Ohio’s economy continues to heat up as the state’s unemployment rate reaches 4.1%.

The Buckeye State’s economy “has never performed better,” J.P. Nauseeff, president and CEO of JobsOhio, the state’s economic development organization, told Yahoo Finance’s On the Move, “Ohio is at full employment and we’re even adding manufacturing jobs.” He said that the state is also diversifying the economy and introducing health innovation.

In April 2009, the state ranked 8th for the highest unemployment rate across the United States at 10.2%, trailing not too far behind states like Nevada, North Carolina and Carolina. Since then companies like Root Insurance and CoverMyMeds, have created headquarters in the midwestern state. Nauseeff attributes Ohio’s location, cost of living and workforce to the company’s decision to choose Ohio as a home base.

“Some of these businesses might get their invention or their first capital in a larger market, but to scale, you can scale affordably” in Ohio, Naueeff said, “You can find diversity in the industries, diversity in the communities. We’re not dominated by one or two large cities, we have some large cities, but we have small towns and a relatively low cost of living so it’s really a great place for families.” He also makes note of the two hundred institutions of higher learning available statewide, like Ohio State, that are allowing the opportunity “for people to get educated and for employers to invest if they want a strong workforce.”

But keep in mind, it’s not new that major companies are flocking to Ohio to set up a home base. Abercrombie & Fitch (ANF), Big Lots (BIG), Eaton Corporation (ETN) Good Year (GT), L Brands, Inc. (LB), Macy’s (M), Kroger (KR), Procter & Gamble (PG), The Sherwin-Williams Company (SHW), among many others, have headquarters in major cities, including Akron, Cincinnati, Cleveland, Columbus and New Albany, across the state.

Ohio reaches unemployment rate of 4.1% in September of 2019. (Courtesy: Ohio Department of Job and Family Services)

Impact of US-China trade war on Ohio

As tensions continue to grow between the U.S. and China, Ohio is taking a hit, especially within its largest industry — the food and agriculture industry. Each year, the overall industry brings in $105 billion dollars to Ohio’s economy.

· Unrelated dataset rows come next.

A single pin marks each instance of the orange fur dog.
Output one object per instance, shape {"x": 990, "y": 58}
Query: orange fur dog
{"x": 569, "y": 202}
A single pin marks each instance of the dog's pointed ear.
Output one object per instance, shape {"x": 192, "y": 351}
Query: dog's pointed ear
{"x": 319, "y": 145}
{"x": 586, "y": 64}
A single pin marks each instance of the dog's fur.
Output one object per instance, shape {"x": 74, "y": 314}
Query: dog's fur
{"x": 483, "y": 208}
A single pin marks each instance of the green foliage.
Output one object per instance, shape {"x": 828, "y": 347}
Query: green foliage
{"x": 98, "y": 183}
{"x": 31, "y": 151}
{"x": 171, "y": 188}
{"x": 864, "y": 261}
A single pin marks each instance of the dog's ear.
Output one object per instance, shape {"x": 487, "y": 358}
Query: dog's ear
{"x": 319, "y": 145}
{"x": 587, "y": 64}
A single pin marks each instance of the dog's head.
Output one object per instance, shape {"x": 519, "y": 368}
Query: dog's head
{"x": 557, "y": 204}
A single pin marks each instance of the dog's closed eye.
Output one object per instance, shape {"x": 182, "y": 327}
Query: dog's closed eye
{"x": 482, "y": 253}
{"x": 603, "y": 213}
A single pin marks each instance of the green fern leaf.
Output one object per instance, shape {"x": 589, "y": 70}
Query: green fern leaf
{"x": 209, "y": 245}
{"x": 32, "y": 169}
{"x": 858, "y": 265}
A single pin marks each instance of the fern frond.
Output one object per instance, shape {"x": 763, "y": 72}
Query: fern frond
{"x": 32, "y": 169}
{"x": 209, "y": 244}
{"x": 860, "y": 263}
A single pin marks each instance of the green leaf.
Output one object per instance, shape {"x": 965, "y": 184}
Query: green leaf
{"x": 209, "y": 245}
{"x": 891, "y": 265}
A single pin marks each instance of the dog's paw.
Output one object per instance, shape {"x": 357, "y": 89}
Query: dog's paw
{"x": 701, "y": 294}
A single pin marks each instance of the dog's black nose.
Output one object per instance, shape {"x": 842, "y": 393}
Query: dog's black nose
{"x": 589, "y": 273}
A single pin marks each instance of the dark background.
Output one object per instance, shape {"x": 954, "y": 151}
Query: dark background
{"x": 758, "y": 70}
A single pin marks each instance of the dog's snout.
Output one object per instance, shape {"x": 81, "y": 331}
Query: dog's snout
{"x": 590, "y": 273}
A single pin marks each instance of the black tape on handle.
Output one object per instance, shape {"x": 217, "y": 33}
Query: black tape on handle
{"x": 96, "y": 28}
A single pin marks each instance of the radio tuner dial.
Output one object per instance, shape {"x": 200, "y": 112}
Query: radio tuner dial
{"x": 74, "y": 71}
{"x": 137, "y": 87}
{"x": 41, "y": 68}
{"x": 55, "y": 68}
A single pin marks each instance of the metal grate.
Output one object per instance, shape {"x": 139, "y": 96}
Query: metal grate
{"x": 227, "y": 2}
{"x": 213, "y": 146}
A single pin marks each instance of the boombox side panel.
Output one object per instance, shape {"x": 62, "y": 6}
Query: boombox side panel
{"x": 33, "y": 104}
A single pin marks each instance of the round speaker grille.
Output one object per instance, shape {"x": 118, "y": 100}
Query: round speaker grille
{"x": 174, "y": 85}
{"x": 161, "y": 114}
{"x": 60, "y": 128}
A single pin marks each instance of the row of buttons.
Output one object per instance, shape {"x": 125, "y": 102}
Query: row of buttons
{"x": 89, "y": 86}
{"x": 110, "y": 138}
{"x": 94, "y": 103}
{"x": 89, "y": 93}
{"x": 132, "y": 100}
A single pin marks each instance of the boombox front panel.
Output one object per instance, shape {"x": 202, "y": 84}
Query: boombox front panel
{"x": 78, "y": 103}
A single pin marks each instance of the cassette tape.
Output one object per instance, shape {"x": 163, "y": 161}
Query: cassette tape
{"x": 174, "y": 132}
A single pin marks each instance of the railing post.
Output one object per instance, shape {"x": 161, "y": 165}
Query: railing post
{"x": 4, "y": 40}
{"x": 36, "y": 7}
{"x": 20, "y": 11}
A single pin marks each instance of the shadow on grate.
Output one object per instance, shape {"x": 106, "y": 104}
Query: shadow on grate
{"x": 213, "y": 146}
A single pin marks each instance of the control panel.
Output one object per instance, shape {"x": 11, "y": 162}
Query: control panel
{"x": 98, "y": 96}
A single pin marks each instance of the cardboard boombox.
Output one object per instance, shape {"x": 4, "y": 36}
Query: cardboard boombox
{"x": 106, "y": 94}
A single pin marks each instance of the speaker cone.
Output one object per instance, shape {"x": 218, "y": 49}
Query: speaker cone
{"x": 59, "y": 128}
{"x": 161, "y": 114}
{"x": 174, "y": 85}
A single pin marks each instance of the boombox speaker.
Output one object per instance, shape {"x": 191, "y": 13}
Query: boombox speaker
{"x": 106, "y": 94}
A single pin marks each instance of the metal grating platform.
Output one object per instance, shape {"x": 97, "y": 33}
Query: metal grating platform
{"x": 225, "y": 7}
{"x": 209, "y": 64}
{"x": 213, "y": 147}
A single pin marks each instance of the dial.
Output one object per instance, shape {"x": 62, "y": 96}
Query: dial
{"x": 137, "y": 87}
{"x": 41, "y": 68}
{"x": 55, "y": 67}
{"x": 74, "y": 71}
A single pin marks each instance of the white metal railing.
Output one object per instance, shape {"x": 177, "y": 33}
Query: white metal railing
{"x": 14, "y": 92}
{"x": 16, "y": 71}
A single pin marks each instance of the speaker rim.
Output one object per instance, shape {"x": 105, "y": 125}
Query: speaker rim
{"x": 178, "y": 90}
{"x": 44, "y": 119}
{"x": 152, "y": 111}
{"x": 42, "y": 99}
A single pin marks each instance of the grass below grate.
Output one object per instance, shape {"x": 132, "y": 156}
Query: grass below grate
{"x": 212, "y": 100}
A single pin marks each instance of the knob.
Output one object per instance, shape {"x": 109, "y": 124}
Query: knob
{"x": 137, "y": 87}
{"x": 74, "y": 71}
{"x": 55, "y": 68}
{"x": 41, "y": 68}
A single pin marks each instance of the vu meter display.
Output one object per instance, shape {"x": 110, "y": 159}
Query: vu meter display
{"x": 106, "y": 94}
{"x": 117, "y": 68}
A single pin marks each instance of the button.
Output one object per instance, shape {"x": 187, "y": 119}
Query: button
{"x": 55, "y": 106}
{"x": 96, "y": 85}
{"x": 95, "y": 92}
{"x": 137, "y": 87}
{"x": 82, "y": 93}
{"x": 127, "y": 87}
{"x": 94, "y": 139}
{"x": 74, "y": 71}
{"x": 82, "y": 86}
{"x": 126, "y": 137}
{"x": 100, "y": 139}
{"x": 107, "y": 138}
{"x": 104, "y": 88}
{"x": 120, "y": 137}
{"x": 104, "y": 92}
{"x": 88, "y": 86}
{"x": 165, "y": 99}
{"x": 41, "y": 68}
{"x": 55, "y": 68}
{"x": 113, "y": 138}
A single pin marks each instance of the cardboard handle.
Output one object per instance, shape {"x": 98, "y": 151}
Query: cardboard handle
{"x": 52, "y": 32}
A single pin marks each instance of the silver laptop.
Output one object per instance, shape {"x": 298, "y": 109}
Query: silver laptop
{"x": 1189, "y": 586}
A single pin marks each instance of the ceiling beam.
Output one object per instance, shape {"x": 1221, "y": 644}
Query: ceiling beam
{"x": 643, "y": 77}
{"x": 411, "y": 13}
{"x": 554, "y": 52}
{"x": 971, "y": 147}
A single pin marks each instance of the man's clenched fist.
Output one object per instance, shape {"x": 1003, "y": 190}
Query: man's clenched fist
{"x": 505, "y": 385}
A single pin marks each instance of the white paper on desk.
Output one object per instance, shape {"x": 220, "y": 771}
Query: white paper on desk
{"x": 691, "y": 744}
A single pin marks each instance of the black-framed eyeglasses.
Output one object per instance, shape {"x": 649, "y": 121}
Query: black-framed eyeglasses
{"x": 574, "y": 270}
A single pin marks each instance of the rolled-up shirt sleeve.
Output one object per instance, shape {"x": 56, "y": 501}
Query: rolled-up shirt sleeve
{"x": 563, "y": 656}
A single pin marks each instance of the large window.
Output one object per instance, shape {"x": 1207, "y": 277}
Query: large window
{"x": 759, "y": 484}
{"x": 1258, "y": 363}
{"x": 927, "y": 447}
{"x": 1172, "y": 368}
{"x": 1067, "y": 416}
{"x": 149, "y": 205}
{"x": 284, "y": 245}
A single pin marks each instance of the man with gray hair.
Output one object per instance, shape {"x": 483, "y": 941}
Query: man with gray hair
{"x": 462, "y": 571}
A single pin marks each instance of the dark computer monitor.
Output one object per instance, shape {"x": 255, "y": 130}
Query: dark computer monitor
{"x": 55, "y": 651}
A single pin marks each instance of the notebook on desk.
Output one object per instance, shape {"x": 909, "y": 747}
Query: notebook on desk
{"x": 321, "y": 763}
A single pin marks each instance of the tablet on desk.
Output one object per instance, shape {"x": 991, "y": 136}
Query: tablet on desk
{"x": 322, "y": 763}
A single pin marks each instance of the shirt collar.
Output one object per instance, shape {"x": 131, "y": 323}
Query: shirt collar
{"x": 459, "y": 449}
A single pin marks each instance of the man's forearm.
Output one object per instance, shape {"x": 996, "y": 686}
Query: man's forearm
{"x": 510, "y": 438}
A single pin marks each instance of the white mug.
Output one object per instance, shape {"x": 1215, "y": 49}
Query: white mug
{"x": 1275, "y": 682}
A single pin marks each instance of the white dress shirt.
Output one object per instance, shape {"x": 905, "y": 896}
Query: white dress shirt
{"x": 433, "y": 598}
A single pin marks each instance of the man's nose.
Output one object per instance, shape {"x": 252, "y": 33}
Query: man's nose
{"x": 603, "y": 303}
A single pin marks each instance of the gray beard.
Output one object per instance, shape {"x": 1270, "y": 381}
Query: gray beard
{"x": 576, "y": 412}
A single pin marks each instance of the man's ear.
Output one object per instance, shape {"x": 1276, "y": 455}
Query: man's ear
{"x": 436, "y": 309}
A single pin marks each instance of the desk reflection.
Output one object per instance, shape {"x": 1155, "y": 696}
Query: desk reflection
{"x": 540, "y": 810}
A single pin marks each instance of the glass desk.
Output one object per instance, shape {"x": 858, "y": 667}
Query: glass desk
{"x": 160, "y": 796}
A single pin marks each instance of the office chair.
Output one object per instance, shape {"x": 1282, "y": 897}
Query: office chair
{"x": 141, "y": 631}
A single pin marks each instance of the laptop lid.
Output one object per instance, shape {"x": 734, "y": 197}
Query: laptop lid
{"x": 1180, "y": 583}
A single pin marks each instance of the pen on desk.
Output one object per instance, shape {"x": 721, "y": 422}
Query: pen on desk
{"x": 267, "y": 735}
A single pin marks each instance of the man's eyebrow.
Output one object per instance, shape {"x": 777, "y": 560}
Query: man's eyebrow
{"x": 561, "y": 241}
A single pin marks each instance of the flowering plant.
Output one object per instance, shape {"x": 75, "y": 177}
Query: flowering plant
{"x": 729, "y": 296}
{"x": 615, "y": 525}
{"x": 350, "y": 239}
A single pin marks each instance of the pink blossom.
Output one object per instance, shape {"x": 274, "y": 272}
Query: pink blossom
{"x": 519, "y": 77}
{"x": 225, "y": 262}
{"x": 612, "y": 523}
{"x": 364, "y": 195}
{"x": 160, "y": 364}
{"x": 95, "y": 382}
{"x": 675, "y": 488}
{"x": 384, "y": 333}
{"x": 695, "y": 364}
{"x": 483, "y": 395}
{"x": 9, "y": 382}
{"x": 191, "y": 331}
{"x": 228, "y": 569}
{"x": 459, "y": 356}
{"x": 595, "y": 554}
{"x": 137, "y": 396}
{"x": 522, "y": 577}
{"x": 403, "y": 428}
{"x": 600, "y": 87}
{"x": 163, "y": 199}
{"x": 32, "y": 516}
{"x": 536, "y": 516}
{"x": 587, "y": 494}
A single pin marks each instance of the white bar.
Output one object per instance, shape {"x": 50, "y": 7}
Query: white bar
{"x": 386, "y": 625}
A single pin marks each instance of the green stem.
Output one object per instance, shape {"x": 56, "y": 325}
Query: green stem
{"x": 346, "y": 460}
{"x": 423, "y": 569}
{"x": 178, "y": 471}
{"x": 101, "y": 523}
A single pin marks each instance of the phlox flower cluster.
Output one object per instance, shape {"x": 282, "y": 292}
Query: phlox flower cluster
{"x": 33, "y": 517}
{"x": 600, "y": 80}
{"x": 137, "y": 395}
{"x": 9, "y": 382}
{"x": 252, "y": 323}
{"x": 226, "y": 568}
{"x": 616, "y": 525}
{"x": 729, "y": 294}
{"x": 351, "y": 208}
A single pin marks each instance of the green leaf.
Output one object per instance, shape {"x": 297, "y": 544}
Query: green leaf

“In pockets, there have been some impacts in agriculture,” Nauseeff said. “For instance, the soybean (S=F) market.” Each year soybean production brings in nearly $5.3 billion dollars for the overall economy statewide. Nauseeff also noted that “companies like Cargill are investing in infrastructure that uses soybeans as byproduct.”

“We’re also seeing some changes to our investment pipeline that would indicate that importing, raw materials and manufacturing are slowing down a bit and just assembly is occurring because of the nature of the negotiation on the tariffs and how all those impact the raw materials,” he said.